Purpose of auto loan refinancing
Typically, most people refinance their homes to either draw out equity or to qualify for new loan terms they weren’t originally eligible for. In the first case, homeowners who have seen a significant appreciation in the values of their homes can take out new loans for the adjusted amount and pocket the rest for cash. For example, if Bob and Jill originally purchased their home for $200,000 in 1985, and in 2009, it was worth $300,000, they could take out a new mortgage loan for the new valuation and pocket the difference. On the other hand, homeowners who originally took out adjustable rate or interest only mortgages might refinance to 30-year fixed mortgages once they’ve built up enough equity.
But neither of these cases apply to auto loans – cars are depreciating assets, so you don’t build up equity in them that you can access with a refinance. The real advantages of auto loan refinancing come in the lower payments and lower interest rates you can achieve with them. If, for example, you took out an auto loan a year ago when your credit score was low, you may be able to qualify for lower interest rates if you’ve improved your rating since then. The interest rate of your loan can have a big impact on the size of your payments, so it’s definitely worth looking into.
So should you do it?
There are a few things to take into consideration when considering whether or not to refinance your car loan. The first is, as mentioned in the previous paragraph, your loan’s current interest rate and the rate you could qualify for now. Consider the following example. For a 48-month auto loan for $15,000 at 12% interest, your monthly payments will be roughly $395. If, however, you can refinance to a loan with a 7% interest rate, your monthly payment drops to roughly $360. This may not sound like much, but it does add up over the life of the loan.

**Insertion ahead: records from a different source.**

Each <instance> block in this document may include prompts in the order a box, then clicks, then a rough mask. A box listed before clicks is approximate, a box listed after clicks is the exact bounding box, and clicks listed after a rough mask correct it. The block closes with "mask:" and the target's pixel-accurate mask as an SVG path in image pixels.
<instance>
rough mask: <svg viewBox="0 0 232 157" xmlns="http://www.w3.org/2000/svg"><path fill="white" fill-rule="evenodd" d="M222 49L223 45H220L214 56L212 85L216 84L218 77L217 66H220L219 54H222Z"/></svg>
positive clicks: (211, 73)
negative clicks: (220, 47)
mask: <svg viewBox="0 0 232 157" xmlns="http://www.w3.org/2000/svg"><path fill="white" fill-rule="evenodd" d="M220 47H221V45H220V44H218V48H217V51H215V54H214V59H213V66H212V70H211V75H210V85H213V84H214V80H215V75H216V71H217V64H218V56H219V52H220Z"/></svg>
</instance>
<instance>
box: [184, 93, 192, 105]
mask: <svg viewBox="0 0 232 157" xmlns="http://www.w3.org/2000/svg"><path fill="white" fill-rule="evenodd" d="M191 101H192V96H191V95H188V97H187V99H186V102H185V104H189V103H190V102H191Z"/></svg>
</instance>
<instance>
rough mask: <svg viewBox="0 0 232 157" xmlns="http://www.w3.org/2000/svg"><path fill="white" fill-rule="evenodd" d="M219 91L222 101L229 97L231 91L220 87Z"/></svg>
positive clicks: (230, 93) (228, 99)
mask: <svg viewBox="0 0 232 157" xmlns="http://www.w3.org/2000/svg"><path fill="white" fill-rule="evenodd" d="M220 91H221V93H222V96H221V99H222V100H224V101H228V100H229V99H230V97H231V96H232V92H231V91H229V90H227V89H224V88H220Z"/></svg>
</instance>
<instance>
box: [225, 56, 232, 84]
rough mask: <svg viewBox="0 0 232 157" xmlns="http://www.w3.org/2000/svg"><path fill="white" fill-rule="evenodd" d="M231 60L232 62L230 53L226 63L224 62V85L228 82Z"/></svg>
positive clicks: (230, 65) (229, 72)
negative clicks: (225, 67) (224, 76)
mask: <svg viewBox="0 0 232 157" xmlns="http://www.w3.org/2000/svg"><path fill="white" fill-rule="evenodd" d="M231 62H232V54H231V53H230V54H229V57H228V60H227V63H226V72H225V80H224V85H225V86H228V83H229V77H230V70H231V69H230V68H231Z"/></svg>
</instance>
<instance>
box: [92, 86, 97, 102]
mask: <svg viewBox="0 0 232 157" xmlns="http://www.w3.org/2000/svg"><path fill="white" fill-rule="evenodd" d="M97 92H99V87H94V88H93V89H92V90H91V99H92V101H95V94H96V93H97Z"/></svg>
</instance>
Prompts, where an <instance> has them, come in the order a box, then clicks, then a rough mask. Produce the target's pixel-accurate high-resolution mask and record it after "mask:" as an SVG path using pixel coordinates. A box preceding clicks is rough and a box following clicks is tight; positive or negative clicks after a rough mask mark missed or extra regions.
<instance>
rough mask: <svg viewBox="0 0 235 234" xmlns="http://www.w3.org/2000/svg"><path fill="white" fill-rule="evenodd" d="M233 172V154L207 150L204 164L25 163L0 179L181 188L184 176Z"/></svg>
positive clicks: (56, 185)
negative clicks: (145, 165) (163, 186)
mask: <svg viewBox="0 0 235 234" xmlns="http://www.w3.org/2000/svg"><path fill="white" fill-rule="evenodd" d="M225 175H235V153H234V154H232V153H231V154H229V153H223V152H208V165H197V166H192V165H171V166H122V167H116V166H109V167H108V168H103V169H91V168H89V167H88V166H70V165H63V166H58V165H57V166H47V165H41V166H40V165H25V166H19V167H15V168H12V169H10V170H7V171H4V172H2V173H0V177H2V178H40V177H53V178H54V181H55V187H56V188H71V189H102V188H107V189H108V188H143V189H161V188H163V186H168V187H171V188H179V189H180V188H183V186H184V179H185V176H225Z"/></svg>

The other thing to consider before refinancing is the amount of time left in your loan and the condition of your car. Typically, lenders won’t refinance loans on cars older than 1996 or those with more than 80,000 miles on them. Even if your car has some resale value left, it may not make sense for you to refinance. If you have a year left on your original loan, refinancing to a three year loan will lower your monthly payments, but it does put you at risk of your car dying before the loan is up. Consider your finances carefully before deciding to refinance – if you have only a short period left, it might be worth it to finish paying off the original loan.